Yummy Starts focuses on creating happy, socially appropriate mealtime experiences. Program director Sara Weinkauf said typical challenges are associated around food for kids with extreme selective eating habits, and especially for kids with autism like Ryan.
"Mealtimes can be aversive, isolating experiences for some families," said Weinkauf, a graduate of UNT’s behavior analysis program. "In Yummy Starts we don’t instruct the children to eat specific foods or force them to eat. Rather, we teach the kids to engage with foods in a positive context. With this approach, we have seen excellent results in children trying new foods and participating with others at mealtime."
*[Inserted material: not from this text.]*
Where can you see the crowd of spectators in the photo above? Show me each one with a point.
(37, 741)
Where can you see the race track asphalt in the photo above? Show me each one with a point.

For Ryan, this could mean squishing blueberries instead of eating them, chewing a carrot and spitting it out, or just smelling a pickle. Interacting with food is encouraged, regardless of whether it is swallowed.
At six weeks into the program, Ryan's parents are seeing a difference.
"He’s touching more foods, tasting more foods," said Lingo. "Because of Yummy Starts he's curious to engage with foods he's typically avoided."
Ryan has graduated to the next stage in the program, which involves a behavior analyst teaching mealtime strategies to Ryan and his family twice a week in their home. He will transition into the Focused Intervention program this summer to learn specific skills for success at school in the fall, such as how to raise his hand, stand in line and wait his turn. This program has already helped build his vocabulary up to four- and five-word sentences such as "Please pass the ball" and "I want to go now." And it has helped him channel repetitive, self-stimulatory movements such as hand clapping, spinning and disruptive vocalizations into appropriate behavior, or to stop if asked.
Lingo said she is grateful for all that Ryan has learned through the program. She now works for Partners Resource Network to help other parents successfully access services such as Sunny Starts. Lingo said Sunny Starts gave her and her husband, Barry, critical support when Ryan was 2 and they didn’t have many treatment options.
"Parents of children with autism need coping strategies," said Lingo. "It can be overwhelming. I was numb at first. I cried all the time. But I'm the kind of person who needs to find solutions. UNT resources at Easter Seals North Texas have given us quality services, top notch training and parent advocacy. More importantly, they have given us results."
Now Ryan is an avid swimmer. He'll start baseball soon, and horseback riding with his big sister Sam.
"Ryan is doing great and has made excellent progress in all areas," said Weinkauf. "We look forward to seeing continued progress, both in the Autism Treatment Program and in school this fall."
The UNT collaboration with Easter Seals North Texas began in 2008 and is offered in Carrollton, Dallas and Fort Worth thanks to the faculty at UNT and grant support from the Texas Department of Assistive and Rehabilitative Services. More than 60 UNT students and alumni have worked in the program through the years as interns, full-time employees, board-certified behavior analysts or directors.